11 March 2010

how fitting, my departure

Okay, just to clear things up.
1. Tori left in December. She is still gone. Tierra Santa is a distant memory that I wanted to re-live, with you.
2. Victoria is the girlfriend of my friend Shaun. They are from Philly but live in Buenos Aires. She is an amazing cook and the most grateful host and I think I like her better than Shaun.
3. My parents are here. More on this when I get some perspective.

And now, the actual post..
Two weeks before leaving, I started pumping my boss for my paycheck. "You know, Tincho, I still don't have access to my money. I really need this cash to get to BA to meet my parents. Can you please pay me or at least give me a generous advance so that I can, you know, eat?"

"Oh yes, of course, Francesca. If your last day is on Saturday the 27th, then for sure we can pay you on the 26th."

Still, my Spanish is not perfect but I'm pretty sure I didn't misunderstand. Mainly because he said it in English.
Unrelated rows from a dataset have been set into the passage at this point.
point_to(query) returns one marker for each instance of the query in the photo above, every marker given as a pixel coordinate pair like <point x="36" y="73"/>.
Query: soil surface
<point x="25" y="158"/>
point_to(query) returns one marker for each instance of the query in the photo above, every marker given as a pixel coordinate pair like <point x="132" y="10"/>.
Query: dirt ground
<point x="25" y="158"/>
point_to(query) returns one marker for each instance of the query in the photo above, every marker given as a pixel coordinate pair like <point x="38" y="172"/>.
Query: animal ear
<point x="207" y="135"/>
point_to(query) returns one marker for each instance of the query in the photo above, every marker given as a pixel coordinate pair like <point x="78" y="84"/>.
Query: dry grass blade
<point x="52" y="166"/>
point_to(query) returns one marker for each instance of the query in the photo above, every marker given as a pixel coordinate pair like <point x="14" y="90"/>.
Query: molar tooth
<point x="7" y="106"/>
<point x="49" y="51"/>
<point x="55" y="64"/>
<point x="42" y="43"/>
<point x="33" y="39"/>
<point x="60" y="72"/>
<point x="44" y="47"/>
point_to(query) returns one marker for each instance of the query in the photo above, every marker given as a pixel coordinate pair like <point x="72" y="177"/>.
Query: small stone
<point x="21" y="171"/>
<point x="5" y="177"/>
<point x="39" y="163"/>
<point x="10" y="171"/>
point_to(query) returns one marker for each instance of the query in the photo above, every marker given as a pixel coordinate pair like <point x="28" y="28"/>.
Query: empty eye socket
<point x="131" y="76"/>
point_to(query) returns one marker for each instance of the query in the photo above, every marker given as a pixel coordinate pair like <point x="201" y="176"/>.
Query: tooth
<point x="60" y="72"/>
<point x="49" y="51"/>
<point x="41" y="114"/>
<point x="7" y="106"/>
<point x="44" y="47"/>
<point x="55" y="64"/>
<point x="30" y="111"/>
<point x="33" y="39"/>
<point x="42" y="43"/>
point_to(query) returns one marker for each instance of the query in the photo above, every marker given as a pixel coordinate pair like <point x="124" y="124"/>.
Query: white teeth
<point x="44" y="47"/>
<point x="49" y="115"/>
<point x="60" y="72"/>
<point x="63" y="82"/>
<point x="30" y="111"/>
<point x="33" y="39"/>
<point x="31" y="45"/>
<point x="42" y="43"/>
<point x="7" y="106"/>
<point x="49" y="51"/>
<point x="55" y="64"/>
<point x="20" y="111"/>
I showed up on the 26th, early, to meet Cristina. (We have since ceased Spanish/English lessons because we became friends and now we just gossip rapidly in a messed-up mix. Honestly, it's like therapy.) Having showed up 2 hours ahead of time, I figure I can get my check just to be sure and cash it on Monday before I leave. What, Monday is a holiday? Banks aren't open. Okay, good thing I came early, I guess I should cash it now since the banks close at 6pm and are closed all weekend. Where's Tincho? Buenos Aires? What the fuck? Did he leave me check? No? Where. is. it?

Fede, the boss is there and tells me that Silvina has it. Where's Silvina? At the other hostel. Should I go? I can drive you. I'd rather walk, I need control. At this point I am pretty salty, stomping all over the hostel and have serious "cara de culo." Literally translated, this means "ass face," which I think is pretty hilarious because we never say that in English and here, it's so common too call someone a sourpuss. Not to get to graphic, but I think the pursed lips are supposed to be the asshole.
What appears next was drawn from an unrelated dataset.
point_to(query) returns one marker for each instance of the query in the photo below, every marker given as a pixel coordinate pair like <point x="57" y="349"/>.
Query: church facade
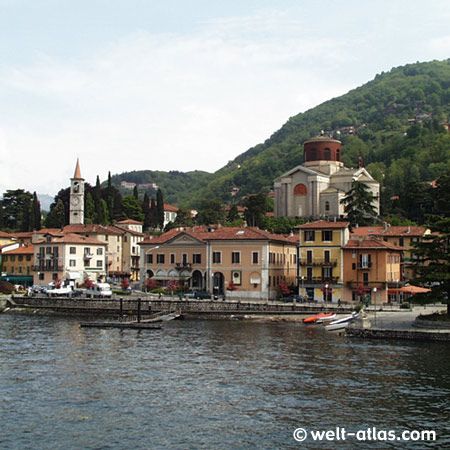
<point x="315" y="188"/>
Anyway, Cristina being the wonderful, supportive friend that she is, accompanies me to the office where of course, no one is. I'm pacing back and forth, wondering whether I should go to the other hostel to track down Silvina, keeper of all the money. Then I realize that I don't have my passport so how am I going to cash this check anyway. Shit, shit, shit. Cristina tells me to calm down, relax, sit and wait. By this time, it's 5pm. My time and options are quickly slipping away. Relax? Are you fucking kidding me?! Then Carlos, a director, happens to walk by. Cristina chases after him down the street. Oh yeah, you're paycheck's right upstairs and there's no name on it, so you won't have any trouble cashing it. It's that simple, why are you so worked up about it?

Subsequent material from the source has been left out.